Amazon has launched an exciting new feature for Alexa – Live Translation. The feature allows users speaking in two different languages to converse with each other, with Alexa acting as an interpreter and translating both sides of the conversation.
With this add on, a customer can ask Alexa to initiate a translation session for a pair of languages. Once the session has ended, users can speak phrases or sentences in either language and Alexa will automatically identify which language is being spoken and translate each side of the conversation.
Currently, the feature works with six language pairs — English and Spanish, French, German, Italian, Brazilian Portuguese, or Hindi — on Echo devices with locale set to English US.
The feature leverages several existing Amazon systems. These include Alexa’s automatic-speech-recognition (ASR) system, Amazon Translate, and Alexa’s text-to-speech system, with the overall architecture and machine learning models designed and further optimised for conversational-speech translation.
Language ID
Alexa runs two ASR models in parallel during a translation session, along with a separate model for language identification. Input speech passes to both ASR models at once. Based on the language ID model’s classification result, only one ASR model’s output is sent to the translation engine.

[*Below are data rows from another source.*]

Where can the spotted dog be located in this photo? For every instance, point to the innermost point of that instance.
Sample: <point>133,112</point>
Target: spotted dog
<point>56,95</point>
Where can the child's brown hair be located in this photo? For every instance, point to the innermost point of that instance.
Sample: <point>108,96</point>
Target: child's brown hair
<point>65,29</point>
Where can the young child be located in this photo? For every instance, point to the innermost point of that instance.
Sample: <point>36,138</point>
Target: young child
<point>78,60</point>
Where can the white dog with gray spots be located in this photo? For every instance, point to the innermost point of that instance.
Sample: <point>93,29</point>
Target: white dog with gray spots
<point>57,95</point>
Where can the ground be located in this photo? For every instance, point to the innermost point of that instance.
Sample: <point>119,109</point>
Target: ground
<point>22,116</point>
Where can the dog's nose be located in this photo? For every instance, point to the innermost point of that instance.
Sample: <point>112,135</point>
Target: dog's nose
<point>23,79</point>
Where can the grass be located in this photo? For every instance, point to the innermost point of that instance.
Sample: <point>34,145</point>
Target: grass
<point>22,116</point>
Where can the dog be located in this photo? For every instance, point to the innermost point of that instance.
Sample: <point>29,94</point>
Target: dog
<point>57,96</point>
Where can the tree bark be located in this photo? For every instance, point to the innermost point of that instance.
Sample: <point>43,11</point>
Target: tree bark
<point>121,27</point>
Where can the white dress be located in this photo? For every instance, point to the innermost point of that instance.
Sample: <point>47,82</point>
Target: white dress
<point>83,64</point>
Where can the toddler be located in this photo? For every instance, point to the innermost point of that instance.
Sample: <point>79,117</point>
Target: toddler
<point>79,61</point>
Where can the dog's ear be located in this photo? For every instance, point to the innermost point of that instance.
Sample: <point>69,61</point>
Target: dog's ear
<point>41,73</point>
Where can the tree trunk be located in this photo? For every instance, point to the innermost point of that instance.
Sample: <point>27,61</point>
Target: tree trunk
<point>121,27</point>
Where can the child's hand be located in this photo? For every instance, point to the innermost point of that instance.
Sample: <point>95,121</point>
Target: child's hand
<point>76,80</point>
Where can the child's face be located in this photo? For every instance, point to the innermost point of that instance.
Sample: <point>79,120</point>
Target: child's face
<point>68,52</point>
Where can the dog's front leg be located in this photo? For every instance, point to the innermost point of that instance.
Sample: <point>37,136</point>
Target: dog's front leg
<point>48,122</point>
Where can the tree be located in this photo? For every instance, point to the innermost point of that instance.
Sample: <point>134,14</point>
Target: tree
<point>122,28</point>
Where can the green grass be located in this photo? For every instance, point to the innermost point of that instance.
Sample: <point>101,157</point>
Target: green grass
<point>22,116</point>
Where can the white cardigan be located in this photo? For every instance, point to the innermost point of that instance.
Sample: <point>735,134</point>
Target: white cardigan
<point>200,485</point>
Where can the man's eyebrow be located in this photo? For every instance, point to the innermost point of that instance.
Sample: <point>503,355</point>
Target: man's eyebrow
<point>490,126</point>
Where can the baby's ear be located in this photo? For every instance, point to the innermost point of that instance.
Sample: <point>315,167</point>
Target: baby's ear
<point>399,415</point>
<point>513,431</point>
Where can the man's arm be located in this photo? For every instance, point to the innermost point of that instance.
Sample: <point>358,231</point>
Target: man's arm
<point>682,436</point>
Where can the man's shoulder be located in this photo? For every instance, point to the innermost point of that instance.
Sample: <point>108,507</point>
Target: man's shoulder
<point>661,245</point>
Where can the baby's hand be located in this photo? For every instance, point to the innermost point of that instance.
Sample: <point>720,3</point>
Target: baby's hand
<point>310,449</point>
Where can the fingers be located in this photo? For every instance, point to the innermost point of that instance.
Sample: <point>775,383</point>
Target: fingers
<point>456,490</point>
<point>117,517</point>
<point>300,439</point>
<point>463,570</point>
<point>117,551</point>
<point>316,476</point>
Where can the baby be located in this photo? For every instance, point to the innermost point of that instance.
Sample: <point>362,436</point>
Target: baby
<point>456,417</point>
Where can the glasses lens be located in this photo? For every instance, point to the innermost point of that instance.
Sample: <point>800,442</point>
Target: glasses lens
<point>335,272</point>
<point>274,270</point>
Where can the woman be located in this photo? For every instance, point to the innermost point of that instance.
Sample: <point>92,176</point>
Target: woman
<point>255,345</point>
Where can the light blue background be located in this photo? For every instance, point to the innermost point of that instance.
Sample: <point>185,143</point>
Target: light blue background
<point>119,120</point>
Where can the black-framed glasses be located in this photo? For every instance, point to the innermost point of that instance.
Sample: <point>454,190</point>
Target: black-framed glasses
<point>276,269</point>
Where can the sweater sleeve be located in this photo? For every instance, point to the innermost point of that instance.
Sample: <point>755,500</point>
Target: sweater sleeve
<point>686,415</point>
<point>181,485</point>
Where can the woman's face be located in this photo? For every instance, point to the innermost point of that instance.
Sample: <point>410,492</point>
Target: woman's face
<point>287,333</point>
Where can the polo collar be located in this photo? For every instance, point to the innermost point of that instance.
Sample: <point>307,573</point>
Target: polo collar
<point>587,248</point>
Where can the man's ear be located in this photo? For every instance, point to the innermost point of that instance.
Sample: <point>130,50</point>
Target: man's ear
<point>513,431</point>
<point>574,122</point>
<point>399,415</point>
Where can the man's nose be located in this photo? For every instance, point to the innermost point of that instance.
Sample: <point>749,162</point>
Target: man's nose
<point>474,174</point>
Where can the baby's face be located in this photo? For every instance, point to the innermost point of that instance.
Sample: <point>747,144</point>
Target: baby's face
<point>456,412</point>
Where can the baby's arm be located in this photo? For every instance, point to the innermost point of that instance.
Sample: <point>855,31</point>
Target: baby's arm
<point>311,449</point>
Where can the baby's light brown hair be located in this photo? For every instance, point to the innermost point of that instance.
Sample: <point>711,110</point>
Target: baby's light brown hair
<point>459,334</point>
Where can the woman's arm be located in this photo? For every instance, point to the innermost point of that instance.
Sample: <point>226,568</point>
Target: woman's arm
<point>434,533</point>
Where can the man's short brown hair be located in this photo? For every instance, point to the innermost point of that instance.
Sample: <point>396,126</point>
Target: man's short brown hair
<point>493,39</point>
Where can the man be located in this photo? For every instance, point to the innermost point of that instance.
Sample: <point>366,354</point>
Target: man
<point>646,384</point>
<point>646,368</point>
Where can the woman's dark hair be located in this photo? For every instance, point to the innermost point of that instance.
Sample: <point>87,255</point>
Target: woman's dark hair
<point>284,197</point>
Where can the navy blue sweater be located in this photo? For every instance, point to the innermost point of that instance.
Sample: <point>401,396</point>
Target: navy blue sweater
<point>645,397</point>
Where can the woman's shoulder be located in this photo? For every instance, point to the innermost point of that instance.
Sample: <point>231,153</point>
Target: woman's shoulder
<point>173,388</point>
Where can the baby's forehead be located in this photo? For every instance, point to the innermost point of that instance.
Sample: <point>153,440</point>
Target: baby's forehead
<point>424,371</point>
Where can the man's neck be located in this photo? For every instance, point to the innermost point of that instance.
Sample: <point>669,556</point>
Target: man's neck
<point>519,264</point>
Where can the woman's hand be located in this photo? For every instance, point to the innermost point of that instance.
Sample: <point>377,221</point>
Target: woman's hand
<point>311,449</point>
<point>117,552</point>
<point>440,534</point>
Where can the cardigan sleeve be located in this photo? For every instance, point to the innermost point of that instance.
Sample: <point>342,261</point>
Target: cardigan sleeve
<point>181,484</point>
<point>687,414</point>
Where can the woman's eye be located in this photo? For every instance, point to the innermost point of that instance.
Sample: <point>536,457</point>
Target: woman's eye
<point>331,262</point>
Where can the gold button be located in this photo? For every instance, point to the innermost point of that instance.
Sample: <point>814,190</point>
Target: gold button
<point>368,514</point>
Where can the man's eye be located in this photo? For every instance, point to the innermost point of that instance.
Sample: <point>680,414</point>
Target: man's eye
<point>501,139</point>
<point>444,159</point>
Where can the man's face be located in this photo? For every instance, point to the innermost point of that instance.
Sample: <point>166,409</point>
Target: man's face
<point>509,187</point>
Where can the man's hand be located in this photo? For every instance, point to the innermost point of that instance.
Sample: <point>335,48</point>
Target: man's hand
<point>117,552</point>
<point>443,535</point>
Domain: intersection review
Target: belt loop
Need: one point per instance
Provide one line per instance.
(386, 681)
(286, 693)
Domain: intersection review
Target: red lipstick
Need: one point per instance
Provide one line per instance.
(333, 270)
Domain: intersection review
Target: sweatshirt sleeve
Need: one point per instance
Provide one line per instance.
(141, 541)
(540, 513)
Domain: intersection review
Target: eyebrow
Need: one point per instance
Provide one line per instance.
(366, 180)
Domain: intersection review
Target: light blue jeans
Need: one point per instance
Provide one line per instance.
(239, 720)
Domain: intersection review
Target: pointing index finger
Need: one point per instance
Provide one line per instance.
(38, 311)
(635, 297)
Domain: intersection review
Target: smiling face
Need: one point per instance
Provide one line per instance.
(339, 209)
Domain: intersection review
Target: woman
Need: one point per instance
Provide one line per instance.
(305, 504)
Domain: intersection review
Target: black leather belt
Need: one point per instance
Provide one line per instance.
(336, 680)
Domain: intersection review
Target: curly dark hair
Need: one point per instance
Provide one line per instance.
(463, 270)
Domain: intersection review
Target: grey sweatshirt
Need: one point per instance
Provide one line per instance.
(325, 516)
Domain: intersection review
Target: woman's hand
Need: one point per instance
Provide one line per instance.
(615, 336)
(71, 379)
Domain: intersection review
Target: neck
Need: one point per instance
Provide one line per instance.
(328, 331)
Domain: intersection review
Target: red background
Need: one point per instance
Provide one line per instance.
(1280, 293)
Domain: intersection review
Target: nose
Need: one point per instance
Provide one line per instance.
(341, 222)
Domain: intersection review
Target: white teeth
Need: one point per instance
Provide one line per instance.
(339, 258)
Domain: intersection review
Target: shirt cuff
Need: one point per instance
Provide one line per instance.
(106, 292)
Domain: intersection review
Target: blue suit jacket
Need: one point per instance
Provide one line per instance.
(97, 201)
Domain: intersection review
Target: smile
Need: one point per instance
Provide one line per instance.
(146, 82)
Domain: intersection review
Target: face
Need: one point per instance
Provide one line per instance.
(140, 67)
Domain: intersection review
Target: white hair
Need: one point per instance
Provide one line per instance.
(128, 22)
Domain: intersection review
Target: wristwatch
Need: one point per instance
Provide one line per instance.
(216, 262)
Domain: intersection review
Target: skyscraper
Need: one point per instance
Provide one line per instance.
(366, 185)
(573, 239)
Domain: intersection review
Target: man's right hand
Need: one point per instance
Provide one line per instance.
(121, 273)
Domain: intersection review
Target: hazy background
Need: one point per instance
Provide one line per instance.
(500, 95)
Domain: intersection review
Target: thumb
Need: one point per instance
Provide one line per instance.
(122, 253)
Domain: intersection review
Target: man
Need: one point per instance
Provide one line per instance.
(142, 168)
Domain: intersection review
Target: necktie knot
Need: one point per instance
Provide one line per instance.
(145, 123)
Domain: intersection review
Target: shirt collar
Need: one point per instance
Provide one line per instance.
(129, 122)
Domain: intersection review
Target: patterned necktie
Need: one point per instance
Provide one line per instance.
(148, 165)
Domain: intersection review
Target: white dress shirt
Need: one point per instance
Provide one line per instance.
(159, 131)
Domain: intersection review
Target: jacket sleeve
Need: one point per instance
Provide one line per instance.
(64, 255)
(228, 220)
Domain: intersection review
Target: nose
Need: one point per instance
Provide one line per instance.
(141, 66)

This parallel implementation is important in maintaining the latency of the translation request, as waiting to begin speech recognition until the language ID model has returned a result would delay the playback of the translated audio, Amazon confirmed.
The company also learned that the language ID model is most effective when it bases its decision on both acoustic information about the speech signal and the outputs of both ASR models.
Once the language ID system has selected a language, the associated ASR output is processed and forwarded to Amazon Translate. The result is subsequently passed to Alexa’s text-to-speech system and played back to users.
Speech Recognition
Like most ASR systems, the ones used by Amazon for live translation are acoustic and language models. The acoustic converts audio into the smallest units of speech – called phonemes – whereas the language model encodes the probabilities of particular strings of words. This then helps the ASR system decide between alternative interpretations of the same sequence of phonemes.
To adapt the acoustic models, Amazon used connectionist temporal classification (CTC), followed by multiple passes of state-level minimum-Bayes-risk (sMBR) training. Amazon also mixed noise into the training set, enabling the model to focus on characteristics of the input signal that vary less under different acoustic conditions. This helped make the acoustic model more robust.
The Detail
Adapting to conversational speech also required modification of Alexa’s end-pointer. This determines when a customer has finished speaking. The end-pointer already distinguishes between pauses at the ends of sentences, which indicates that the user has finished speaking and that Alexa needs to follow up, and mid-sentence pauses, and may be needed to go on for a longer period. For Live Translation, Amazon modified the end-pointer to allow it to tolerate longer pauses at the ends of sentences, as speakers engaged in long conversations will often take time between sentences to formulate their thoughts.